I’m now into alpha but I can’t help making some design improvements. In particular, I’m wondering about the length of the game. At first I had it set at 30 turns starting in 2011. That was too many turns, so I made each turn cover five years instead of one. That made the game a little short, so I extended it to run until 2050, making for eight turns.
Now, though, I worry that running until 2050 won’t demonstrate the real danger of anthropogenic climate change. By 2050, ACC will be causing problems, but nothing we can’t handle. If we don’t start doing something about ACC soon, though, by the year 2100 the world will be in deep doo-doo.. Perhaps I should extend the game to go that far.
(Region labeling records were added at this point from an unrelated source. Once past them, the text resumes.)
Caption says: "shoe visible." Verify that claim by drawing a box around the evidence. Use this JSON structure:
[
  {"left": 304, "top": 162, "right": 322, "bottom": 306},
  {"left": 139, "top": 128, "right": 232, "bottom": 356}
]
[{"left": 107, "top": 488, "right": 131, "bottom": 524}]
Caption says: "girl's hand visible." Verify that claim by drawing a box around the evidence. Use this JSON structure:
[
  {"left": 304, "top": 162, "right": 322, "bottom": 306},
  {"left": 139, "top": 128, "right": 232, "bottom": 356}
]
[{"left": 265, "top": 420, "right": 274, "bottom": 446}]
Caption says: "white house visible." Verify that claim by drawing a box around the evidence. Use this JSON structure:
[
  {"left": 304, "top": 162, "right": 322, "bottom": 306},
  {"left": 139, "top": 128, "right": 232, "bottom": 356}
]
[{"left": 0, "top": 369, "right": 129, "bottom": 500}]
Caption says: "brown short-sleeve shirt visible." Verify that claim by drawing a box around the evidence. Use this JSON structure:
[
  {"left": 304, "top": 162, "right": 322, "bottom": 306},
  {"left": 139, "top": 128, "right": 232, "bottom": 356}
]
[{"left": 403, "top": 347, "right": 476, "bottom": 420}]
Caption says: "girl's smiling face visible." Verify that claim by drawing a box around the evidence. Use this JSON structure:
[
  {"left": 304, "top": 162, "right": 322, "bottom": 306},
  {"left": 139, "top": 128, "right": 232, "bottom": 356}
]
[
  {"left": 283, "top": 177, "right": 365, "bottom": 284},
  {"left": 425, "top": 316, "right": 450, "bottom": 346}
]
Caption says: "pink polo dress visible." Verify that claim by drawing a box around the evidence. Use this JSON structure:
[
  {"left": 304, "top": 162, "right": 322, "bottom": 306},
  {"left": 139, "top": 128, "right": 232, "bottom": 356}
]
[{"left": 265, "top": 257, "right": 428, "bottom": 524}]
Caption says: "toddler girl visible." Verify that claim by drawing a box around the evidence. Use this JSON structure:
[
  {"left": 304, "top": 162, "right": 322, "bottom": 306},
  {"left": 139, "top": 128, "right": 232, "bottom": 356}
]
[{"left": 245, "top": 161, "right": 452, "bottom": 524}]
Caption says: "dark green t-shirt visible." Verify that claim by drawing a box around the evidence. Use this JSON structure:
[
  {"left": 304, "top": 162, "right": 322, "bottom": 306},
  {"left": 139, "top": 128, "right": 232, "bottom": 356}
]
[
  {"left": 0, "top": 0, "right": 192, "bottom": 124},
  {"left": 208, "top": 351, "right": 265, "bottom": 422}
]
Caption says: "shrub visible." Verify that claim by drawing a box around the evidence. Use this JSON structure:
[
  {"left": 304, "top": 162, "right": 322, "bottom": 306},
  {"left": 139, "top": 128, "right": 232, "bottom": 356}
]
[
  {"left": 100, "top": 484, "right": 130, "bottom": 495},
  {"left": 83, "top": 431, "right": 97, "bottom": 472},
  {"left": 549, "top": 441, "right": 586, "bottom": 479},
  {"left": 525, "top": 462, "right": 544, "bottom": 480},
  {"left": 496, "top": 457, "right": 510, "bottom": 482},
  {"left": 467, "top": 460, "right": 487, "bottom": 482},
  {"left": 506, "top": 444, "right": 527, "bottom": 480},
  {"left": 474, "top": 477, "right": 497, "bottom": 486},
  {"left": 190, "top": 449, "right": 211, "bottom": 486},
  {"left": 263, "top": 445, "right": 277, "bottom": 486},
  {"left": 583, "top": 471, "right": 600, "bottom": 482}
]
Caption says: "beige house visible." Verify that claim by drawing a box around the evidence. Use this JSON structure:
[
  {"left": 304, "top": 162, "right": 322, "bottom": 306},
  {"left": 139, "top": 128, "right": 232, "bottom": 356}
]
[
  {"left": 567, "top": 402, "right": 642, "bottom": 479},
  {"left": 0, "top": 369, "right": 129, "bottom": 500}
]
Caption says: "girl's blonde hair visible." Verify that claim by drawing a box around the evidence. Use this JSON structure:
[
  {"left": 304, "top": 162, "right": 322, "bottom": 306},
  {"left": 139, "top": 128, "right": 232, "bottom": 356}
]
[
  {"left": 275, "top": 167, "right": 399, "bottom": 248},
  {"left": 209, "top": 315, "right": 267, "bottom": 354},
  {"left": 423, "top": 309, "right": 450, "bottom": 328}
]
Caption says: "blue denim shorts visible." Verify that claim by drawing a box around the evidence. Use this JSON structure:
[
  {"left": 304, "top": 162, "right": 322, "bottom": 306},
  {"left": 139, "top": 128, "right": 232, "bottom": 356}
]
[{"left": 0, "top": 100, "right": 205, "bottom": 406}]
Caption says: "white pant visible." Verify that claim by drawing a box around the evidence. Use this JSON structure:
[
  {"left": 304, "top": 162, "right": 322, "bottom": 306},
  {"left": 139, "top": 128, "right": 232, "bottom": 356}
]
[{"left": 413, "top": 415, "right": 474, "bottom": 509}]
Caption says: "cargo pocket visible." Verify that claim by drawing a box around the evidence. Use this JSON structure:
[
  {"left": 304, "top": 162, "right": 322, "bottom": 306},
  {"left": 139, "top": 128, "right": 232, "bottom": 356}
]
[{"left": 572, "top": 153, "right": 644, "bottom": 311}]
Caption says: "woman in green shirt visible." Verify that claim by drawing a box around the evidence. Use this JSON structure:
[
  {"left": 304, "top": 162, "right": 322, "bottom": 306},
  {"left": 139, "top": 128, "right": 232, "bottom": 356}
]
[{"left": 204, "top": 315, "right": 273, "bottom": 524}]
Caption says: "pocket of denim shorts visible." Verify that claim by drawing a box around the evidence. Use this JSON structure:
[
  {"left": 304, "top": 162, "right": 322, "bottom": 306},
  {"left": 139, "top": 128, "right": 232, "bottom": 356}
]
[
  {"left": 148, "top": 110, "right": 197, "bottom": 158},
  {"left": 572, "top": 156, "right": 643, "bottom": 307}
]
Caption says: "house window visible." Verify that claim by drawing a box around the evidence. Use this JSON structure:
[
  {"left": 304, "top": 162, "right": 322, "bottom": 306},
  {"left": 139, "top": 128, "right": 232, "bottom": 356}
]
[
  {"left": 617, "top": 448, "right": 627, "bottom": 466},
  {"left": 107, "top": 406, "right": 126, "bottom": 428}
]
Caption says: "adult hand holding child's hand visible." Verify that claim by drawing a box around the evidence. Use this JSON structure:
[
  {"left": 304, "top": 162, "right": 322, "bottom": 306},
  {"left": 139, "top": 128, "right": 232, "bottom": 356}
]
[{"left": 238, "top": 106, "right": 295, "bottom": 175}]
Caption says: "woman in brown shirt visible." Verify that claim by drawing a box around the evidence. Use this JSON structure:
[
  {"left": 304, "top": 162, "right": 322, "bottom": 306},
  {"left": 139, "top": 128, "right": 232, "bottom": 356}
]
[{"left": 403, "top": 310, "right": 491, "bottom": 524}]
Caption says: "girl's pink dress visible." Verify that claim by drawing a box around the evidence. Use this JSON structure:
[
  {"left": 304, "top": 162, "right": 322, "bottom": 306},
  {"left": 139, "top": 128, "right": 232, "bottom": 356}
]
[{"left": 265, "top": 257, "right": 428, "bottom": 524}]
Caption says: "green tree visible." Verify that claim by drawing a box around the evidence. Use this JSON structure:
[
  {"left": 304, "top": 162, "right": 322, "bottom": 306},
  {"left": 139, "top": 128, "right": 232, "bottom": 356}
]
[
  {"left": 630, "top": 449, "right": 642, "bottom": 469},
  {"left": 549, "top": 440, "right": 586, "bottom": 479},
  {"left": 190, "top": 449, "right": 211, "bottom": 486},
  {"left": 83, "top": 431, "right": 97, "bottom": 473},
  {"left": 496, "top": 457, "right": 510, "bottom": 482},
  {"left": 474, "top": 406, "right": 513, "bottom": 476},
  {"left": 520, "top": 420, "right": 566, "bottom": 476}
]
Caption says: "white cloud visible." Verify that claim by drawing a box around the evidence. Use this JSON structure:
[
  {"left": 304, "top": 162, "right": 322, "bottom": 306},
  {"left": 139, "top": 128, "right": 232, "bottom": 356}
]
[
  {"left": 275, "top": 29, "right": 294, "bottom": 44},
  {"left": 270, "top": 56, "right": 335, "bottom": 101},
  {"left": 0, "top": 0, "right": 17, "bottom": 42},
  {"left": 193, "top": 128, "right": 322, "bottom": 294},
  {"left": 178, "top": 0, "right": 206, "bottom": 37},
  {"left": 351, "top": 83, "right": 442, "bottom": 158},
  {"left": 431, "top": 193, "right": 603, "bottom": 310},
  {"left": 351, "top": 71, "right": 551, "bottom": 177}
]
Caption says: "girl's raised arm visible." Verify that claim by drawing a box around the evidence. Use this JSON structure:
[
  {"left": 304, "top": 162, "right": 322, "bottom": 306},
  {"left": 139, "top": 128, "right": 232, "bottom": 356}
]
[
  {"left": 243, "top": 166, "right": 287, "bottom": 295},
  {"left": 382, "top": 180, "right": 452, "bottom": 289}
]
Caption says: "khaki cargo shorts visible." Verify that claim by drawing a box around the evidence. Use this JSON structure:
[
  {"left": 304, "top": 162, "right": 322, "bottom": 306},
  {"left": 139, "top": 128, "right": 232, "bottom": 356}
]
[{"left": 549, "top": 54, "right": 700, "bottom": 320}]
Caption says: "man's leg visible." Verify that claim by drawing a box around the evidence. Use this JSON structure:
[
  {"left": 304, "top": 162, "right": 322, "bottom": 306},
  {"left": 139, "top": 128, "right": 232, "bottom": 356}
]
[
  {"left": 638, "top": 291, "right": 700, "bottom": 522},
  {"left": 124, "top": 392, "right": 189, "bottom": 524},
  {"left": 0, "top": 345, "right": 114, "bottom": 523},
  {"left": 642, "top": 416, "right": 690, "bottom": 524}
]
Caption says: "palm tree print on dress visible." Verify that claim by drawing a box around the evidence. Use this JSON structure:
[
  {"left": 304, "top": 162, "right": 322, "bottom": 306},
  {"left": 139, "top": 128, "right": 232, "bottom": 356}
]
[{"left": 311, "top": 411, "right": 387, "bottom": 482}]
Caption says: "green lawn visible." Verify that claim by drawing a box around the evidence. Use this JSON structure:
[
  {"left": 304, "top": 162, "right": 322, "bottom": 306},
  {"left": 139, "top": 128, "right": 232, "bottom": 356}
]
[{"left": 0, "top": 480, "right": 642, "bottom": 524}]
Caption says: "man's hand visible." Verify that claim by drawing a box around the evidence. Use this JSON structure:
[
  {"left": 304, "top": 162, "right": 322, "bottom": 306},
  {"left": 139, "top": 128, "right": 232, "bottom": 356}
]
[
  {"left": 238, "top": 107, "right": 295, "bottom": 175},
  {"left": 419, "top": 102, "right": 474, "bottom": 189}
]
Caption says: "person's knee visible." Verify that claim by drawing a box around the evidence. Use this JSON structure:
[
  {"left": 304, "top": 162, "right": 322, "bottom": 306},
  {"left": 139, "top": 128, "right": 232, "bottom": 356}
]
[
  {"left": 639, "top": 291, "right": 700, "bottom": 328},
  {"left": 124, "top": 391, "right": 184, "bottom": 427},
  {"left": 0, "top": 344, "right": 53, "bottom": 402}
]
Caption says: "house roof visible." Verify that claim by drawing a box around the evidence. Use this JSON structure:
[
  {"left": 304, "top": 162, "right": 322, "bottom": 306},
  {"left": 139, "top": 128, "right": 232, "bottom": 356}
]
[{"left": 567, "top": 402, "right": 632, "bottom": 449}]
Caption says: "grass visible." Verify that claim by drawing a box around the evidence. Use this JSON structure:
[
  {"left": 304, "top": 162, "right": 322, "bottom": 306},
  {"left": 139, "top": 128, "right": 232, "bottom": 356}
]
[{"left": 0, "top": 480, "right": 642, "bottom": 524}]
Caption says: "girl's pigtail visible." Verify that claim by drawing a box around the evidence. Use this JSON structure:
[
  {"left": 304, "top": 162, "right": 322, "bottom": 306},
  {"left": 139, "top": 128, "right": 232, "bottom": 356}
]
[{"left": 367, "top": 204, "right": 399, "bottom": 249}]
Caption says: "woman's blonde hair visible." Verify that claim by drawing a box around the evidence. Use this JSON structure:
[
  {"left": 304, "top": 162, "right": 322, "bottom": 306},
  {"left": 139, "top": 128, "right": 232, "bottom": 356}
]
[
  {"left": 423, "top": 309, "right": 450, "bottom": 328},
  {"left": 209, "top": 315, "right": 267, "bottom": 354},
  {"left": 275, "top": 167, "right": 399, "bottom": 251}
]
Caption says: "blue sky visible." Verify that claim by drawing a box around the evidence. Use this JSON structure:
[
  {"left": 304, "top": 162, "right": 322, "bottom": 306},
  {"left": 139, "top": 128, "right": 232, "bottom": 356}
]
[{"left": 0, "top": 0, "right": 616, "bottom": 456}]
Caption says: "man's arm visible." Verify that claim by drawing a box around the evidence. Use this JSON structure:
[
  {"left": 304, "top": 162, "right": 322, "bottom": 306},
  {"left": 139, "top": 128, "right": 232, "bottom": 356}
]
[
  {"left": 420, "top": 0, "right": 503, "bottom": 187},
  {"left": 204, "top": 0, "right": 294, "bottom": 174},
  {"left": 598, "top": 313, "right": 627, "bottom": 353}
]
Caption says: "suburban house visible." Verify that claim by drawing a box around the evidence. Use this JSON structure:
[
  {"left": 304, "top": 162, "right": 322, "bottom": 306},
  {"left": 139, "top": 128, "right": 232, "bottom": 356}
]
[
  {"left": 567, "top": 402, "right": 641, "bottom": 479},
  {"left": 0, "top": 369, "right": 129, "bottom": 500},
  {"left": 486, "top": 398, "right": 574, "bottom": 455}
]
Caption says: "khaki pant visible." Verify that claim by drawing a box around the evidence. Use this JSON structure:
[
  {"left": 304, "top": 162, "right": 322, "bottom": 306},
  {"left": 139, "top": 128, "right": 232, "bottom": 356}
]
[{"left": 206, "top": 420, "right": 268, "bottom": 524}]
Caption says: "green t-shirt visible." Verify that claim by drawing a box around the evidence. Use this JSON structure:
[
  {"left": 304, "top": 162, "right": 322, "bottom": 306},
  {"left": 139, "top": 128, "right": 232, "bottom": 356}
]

I balked at doing so because it extends beyond the lifetime of a likely player – why should they care? After some consideration, though, I’ve decided to proceed with this. The year 2100 may not be within the life span of the current generation, but it is certainly within the lifetimes of their children and grandchildren. And the likely results by 2100 are so catastrophic that I think they’ll make an impression.
So, how to handle such a big change? The simulation itself will need much more careful tuning; with a long time span like that, small variations become huge. Simple equations that yield plausible results over forty years go crazy after ninety. I may not be able to get it tuned that well. As it is, the do-nothing scenario has things improving for another ten years, then going to hell.
Perhaps I shouldn’t jump so far into the future. What if I extend the game only to, say, 2060 or 2070? Those years are still within the life expectancy of my audience, but further down the road. They won’t push the simulation as hard. Yes, that’s a good idea.
But that raises a new problem with the history display. Right now the bars, representing a single year, are pretty slim. If I try to squeeze any more years into those displays, they’ll get too thin to be accessible to the mouse. Besides, the color interior of the bars will be too small relative to the one-pixel black boundaries. No, I have to collapse the bars. The obvious solution is to make each bar cover five years. That might make the bars too fat. I think I can live with that, though.
Should I readjust all the coefficients in the simulation to handle a five-year step size rather than a one-turn step size? Right now the game uses turns five years long but runs each five-year turn in five separate steps. I think I should stay with the five-year step size, because that permits all the numbers to expressed in annual values, which more closely corresponds to what people already use. For example, it’s one thing to say that the total GDP of humanity is $60 trillion; it’s quite another to say $300 trillion over five years. Yes, I’ll keep it at five-year turns with one-year step sizes. But I’ll merge the one-year bars into five-year bars in the history display.
OK, I think I’ve made my decisions. To work.